WWE NXT — The Emergence
Joe and Moxley (as Dean Ambrose) both achieved major prominence through WWE — Joe as NXT Champion, Moxley as a member of The Shield and later WWE and Universal Champion. Their parallel rises during the mid-2010s made them natural candidates for a definitive singles collision that WWE ultimately never fully delivered.
AEW — The Collision Finally Happens
Both men joined AEW in different capacities and their paths have crossed repeatedly. The AEW World Championship has been the backdrop to their most meaningful shared storylines — two men who respect each other's violence, who understand what the other is capable of, and who both believe they are the most dangerous person in professional wrestling.

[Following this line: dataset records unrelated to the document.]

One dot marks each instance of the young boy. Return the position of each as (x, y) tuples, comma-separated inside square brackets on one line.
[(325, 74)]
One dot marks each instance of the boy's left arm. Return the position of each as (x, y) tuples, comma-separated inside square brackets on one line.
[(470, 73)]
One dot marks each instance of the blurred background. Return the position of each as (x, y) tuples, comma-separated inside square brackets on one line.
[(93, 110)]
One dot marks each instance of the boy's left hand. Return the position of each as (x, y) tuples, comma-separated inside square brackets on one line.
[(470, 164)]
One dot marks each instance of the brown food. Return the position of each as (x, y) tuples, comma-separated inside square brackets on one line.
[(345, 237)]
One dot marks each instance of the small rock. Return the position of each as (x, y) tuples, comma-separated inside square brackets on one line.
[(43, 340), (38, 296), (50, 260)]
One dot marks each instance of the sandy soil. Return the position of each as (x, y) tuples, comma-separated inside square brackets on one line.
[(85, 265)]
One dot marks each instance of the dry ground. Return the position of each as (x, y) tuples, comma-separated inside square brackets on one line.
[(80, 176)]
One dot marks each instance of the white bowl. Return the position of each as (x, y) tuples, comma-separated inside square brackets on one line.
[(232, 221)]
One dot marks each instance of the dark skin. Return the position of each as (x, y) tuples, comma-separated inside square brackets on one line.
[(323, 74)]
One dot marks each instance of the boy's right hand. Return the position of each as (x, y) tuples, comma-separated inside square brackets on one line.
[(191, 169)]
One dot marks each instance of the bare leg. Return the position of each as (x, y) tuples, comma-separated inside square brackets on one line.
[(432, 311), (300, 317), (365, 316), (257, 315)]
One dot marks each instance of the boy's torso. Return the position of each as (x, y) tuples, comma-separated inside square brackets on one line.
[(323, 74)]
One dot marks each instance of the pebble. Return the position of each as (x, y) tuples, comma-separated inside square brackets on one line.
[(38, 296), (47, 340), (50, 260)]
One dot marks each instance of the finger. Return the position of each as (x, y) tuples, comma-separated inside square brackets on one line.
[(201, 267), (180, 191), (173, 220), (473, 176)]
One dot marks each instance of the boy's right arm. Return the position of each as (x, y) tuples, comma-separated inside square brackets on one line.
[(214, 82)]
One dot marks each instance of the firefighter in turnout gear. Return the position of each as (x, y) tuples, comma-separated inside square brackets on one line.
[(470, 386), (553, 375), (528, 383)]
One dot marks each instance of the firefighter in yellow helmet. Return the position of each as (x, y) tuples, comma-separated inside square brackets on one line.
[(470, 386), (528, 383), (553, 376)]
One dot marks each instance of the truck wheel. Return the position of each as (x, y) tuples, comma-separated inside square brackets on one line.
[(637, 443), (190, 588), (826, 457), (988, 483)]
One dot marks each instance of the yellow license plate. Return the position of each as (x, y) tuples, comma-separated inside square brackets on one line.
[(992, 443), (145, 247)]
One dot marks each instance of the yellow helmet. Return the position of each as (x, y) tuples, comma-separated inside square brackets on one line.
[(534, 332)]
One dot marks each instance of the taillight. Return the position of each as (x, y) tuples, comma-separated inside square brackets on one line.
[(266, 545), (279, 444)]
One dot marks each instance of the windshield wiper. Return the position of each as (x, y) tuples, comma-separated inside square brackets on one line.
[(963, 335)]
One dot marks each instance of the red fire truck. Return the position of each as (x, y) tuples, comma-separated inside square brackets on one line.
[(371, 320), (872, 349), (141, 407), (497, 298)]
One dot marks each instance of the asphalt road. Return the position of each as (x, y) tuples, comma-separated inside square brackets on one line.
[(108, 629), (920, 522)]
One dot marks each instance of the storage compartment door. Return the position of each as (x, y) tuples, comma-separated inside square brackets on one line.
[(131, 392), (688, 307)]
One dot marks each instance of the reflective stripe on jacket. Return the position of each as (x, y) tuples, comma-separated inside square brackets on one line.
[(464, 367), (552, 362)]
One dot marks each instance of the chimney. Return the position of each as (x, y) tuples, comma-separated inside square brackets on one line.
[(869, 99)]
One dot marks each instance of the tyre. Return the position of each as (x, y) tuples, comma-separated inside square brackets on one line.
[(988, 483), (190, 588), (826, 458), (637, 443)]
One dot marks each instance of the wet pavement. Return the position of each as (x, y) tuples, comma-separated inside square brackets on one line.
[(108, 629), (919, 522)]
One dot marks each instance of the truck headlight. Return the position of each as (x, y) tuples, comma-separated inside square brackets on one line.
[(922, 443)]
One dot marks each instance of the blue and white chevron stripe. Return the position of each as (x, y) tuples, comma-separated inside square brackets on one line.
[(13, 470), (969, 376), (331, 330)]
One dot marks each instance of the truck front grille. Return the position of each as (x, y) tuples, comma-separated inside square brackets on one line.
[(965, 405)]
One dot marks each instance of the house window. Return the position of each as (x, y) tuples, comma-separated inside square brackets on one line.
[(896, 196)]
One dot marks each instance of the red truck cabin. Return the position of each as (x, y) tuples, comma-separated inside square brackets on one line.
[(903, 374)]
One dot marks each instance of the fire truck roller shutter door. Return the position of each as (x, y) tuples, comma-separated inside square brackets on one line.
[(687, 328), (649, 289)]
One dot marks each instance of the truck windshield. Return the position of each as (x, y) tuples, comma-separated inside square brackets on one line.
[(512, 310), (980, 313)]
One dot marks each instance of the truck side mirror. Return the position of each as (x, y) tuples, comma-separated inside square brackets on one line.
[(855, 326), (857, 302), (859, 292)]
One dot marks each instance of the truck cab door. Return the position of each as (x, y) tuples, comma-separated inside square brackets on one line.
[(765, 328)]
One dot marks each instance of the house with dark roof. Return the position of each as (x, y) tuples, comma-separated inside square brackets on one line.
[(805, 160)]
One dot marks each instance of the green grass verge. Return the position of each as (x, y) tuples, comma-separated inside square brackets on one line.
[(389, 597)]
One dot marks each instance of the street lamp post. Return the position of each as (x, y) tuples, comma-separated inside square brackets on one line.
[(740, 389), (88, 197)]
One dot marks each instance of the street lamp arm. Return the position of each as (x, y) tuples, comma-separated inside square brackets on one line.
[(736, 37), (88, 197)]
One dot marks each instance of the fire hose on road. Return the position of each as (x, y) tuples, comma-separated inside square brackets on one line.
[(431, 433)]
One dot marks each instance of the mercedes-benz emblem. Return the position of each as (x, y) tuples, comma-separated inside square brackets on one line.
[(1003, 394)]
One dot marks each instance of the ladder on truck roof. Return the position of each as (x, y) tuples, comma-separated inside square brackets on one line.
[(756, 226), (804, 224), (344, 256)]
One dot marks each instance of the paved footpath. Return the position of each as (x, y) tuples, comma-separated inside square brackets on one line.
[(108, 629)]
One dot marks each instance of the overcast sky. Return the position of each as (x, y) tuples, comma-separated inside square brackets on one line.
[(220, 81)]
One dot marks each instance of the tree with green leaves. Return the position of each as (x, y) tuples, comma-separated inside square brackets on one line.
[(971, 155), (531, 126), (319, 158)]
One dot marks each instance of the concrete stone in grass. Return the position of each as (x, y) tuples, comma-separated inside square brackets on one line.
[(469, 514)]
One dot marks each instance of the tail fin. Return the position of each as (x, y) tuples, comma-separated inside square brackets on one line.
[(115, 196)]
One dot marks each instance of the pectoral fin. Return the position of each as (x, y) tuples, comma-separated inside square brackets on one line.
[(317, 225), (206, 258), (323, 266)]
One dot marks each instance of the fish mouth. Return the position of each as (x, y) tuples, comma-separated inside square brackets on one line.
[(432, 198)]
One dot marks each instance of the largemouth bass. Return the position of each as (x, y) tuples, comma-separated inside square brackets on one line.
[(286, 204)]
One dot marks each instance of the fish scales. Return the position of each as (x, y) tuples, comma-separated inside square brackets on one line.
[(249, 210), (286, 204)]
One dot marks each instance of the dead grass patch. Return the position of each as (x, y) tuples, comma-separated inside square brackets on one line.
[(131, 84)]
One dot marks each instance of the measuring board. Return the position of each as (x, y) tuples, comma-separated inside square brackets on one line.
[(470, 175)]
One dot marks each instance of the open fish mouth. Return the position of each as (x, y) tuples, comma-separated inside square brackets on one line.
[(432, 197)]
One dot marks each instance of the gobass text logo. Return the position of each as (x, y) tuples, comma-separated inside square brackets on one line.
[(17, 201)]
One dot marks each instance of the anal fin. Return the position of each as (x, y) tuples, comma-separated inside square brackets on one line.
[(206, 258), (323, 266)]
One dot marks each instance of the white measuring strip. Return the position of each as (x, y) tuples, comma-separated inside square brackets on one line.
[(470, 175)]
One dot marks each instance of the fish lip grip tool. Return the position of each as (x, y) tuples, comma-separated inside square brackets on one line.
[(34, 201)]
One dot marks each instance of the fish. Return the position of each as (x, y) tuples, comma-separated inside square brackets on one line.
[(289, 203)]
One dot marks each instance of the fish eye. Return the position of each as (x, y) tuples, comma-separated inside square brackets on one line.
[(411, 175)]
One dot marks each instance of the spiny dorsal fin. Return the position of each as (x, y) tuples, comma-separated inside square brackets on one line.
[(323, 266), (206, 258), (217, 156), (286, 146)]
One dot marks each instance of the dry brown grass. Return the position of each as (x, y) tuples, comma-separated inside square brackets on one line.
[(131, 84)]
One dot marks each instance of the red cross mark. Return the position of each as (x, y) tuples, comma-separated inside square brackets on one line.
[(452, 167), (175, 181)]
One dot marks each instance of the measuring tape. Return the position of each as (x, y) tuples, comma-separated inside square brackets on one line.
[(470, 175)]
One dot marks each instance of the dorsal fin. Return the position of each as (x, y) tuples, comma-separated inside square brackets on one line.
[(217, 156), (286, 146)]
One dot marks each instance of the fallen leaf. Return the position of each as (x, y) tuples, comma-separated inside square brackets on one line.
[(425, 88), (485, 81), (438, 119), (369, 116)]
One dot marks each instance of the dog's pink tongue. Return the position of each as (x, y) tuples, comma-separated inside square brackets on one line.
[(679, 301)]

Dynasty 2026 — The Definitive Chapter
With Moxley as the entrenched AEW World Champion and Joe as the challenger who has earned his shot through merit, Dynasty 2026 represents the clearest possible expression of what these two men do best: violent, legitimate-feeling professional wrestling with championship stakes and genuine unpredictability.
The mutual respect between Joe and Moxley does not soften the match — it intensifies it. Neither man feels the need to grandstand or resort to cheap tactics. They will fight, and the better man on March 30 will either capture or retain the AEW World Championship.
Prediction
Our Prediction
Moxley Retains — By Controversial Means
Joe makes this match extraordinarily competitive. The first half of the match is Joe's — he slows the pace, absorbs Moxley's early aggression, and locks in the Coquina Clutch in a sequence that makes the entire arena believe he has won the AEW World Championship. Moxley escapes — barely, and suspiciously — possibly due to a rope break, a distraction, or a borderline referee error that keeps the crowd buzzing with controversy.
Moxley eventually retains via a close near-fall after a Death Rider that Joe kicks out of at two, followed by a second attempt that gets the three count — or alternatively a referee stoppage after Moxley locks in his own submission on a bloodied Joe. The finish is designed to leave Joe's credibility intact while protecting Moxley's reign. The post-match dynamics set up the next chapter for both men heading into the spring and summer AEW calendar.